Chromosomal genomics in barley. Barley chromosomes differ in size. This size difference can be exploited for the purification of individual chromosomes which provide, after enzymatic amplification of the minute amounts of DNA, an excellent template for Next Generation Sequencing. Sequencing to around 1-fold chromosomal coverage is providing access to about 70–80 % of all genes present on the respective chromosome. This data can be integrated on the basis of a dense gene-based marker map of barley and gene order information from syntenic regions of sequenced model grass genomes into linear gene order maps of individual barley chromosomes—so-called “genome zippers” (Mayer et al. 2011; Mayer et al. 2009)

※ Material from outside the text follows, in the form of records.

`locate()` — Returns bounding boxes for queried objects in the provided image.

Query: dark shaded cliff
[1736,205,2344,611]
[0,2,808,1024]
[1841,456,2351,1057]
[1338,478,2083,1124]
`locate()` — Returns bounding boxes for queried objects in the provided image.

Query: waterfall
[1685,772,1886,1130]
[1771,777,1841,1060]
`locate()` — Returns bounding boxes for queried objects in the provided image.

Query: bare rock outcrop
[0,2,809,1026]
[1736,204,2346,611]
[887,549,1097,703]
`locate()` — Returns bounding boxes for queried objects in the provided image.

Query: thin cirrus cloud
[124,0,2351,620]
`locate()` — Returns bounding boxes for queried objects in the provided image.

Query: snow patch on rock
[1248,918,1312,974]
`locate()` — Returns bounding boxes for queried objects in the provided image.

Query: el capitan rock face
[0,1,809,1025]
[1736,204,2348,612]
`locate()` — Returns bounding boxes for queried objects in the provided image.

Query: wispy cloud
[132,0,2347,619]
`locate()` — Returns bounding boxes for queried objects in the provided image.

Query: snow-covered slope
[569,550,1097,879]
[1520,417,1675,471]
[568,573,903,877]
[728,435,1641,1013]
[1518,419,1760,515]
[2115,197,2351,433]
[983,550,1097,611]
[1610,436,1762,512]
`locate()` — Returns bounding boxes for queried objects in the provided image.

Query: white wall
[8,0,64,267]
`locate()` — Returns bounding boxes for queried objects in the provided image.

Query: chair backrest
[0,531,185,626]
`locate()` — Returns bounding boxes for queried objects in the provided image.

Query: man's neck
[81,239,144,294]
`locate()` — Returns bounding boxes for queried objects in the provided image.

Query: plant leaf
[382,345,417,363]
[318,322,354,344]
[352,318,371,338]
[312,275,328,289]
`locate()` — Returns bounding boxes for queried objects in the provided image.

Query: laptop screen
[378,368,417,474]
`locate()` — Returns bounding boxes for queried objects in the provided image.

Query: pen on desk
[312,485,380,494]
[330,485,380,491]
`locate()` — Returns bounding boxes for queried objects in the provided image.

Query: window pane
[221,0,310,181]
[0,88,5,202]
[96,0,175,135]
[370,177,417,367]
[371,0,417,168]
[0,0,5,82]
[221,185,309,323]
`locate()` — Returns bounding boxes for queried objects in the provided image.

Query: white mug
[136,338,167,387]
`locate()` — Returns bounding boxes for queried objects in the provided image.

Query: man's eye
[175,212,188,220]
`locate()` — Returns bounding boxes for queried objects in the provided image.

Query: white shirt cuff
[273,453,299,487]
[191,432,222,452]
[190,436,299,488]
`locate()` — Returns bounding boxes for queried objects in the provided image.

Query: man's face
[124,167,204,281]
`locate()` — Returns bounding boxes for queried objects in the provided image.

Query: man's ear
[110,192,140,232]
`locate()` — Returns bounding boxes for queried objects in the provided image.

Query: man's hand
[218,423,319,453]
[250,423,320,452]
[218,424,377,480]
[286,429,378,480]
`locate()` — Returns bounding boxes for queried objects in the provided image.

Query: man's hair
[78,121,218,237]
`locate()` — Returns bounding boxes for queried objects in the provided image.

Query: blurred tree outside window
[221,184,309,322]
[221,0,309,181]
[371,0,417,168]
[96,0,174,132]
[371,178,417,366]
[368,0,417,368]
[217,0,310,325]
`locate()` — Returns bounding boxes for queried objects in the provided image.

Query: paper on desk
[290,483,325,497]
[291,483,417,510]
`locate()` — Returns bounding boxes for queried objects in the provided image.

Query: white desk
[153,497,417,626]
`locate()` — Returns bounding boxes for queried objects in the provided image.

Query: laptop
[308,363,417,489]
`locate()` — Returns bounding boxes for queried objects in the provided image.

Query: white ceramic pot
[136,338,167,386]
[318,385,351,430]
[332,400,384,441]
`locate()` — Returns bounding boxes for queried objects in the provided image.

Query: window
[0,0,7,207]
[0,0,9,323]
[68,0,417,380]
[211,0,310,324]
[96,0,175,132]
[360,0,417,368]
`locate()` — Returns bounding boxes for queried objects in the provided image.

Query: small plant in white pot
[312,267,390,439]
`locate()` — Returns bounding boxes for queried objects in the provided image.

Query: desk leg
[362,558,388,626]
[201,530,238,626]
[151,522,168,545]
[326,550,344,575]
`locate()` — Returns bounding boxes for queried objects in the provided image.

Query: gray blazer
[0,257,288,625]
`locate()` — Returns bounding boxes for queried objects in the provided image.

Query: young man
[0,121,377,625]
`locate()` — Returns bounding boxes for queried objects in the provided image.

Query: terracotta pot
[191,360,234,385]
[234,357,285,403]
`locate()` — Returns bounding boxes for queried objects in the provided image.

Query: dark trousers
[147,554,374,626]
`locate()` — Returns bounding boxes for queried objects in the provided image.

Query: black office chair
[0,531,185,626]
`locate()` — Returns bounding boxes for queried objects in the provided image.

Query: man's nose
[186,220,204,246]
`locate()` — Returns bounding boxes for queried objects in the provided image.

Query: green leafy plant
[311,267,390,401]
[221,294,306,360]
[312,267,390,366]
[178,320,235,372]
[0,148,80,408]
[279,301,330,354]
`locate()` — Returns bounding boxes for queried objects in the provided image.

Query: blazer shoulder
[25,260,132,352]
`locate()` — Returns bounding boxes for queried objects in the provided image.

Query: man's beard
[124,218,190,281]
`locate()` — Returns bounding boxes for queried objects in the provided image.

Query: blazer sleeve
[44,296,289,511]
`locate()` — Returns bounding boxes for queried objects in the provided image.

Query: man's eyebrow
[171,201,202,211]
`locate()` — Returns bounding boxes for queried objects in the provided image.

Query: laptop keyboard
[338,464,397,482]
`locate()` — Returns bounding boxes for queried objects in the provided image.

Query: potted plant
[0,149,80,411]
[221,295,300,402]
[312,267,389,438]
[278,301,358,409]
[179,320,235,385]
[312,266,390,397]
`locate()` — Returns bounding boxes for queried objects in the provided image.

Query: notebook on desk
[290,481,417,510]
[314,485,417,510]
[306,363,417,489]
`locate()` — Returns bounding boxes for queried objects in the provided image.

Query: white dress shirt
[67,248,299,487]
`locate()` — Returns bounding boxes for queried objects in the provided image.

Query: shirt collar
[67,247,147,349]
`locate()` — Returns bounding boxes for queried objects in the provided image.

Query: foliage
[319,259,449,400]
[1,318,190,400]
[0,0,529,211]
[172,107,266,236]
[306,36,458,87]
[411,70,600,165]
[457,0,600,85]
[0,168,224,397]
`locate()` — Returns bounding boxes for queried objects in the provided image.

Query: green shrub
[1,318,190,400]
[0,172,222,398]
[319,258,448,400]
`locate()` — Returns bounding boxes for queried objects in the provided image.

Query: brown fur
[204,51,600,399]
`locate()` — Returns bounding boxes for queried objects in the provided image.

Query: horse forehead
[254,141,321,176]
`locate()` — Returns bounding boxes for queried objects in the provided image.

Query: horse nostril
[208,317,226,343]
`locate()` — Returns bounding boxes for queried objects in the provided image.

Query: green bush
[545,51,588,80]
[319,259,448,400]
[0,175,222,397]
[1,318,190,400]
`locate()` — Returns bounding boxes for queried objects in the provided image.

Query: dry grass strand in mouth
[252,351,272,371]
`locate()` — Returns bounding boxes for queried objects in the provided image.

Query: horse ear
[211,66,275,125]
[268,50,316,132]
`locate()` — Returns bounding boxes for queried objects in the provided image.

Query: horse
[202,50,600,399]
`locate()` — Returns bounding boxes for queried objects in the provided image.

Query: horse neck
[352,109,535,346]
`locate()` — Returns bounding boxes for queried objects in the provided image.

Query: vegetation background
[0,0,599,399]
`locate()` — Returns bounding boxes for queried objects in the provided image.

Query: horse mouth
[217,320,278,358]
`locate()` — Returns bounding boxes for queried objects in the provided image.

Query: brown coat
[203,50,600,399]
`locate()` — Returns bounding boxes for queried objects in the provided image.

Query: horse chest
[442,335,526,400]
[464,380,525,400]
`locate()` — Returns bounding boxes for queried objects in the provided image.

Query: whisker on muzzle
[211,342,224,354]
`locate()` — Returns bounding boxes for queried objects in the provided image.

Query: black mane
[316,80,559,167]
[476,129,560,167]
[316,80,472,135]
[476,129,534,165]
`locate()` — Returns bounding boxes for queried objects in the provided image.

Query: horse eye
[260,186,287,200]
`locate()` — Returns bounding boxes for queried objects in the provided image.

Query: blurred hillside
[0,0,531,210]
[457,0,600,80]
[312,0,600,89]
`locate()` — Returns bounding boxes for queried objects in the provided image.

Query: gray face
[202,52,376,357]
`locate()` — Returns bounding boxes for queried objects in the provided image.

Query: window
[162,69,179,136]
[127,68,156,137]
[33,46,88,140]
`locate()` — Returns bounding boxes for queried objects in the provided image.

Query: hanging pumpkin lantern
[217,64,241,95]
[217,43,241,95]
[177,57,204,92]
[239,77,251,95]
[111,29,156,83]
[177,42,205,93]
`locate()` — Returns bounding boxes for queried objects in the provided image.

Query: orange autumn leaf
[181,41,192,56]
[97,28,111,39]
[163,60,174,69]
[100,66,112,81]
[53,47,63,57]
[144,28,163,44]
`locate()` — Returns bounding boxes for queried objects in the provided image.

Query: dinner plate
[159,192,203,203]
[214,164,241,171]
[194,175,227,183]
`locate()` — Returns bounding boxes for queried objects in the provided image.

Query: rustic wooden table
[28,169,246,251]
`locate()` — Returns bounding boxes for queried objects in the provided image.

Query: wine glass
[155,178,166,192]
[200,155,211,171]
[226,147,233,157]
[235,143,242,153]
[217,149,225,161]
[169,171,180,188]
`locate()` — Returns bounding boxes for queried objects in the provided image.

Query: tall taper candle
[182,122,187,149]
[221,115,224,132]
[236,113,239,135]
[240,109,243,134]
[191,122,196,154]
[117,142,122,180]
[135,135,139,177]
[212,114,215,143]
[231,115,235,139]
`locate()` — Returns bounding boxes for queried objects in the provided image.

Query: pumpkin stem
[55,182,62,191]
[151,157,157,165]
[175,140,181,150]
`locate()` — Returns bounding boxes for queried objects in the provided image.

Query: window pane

2.3 Next Generation Sequencing of BAC Clones

Shotgun sequencing of larger stretches of genomic DNA (i.e. the insert of an average sized BAC clone) of barley can be challenging even if Sanger sequencing is applied. Seldom would an entire insert of a BAC immediately assemble into one single contig. This most often is hampered due to the presence of multiple copies of highly conserved members of the same class of repetitive elements. Therefore, it was uncertain how sequencing and assembly of barley BAC clones would perform on the basis of NGS. It could be shown by re-sequencing a few BACs (previously sequenced by Sanger technology) that Roche/454 GS20 sequencing could provide more even sequencing coverage due to the lack of cloning bias (Wicker et al. 2006). Assemblies were more fragmented but sequence accuracy in the assembled regions was comparable to Sanger sequencing. The even read coverage helped to detect mis-assemblies in the originally Sanger sequenced and assembled BACs. Importantly, the genes present on the sequenced BACs almost exclusively assembled into single contigs comprising the entire gene structure (Wicker et al. 2006). This feature was exploited in a recent study of sequencing 400 gene-containing BAC clones of chromosome 3H from barley cultivar Haruna Nijo. Pools of 10 or 20 BACs each were sequenced and the resulting sequences were combined in a mixed assembly. This produced 7,512 contigs larger than 500 bp. In contrast to the 444 ESTs originally used for the identification of BAC clones overall 1,239 open reading frames (ORF) could be detected in the assembled sequence and thus assigned to chromosome 3H (Sato et al. 2011).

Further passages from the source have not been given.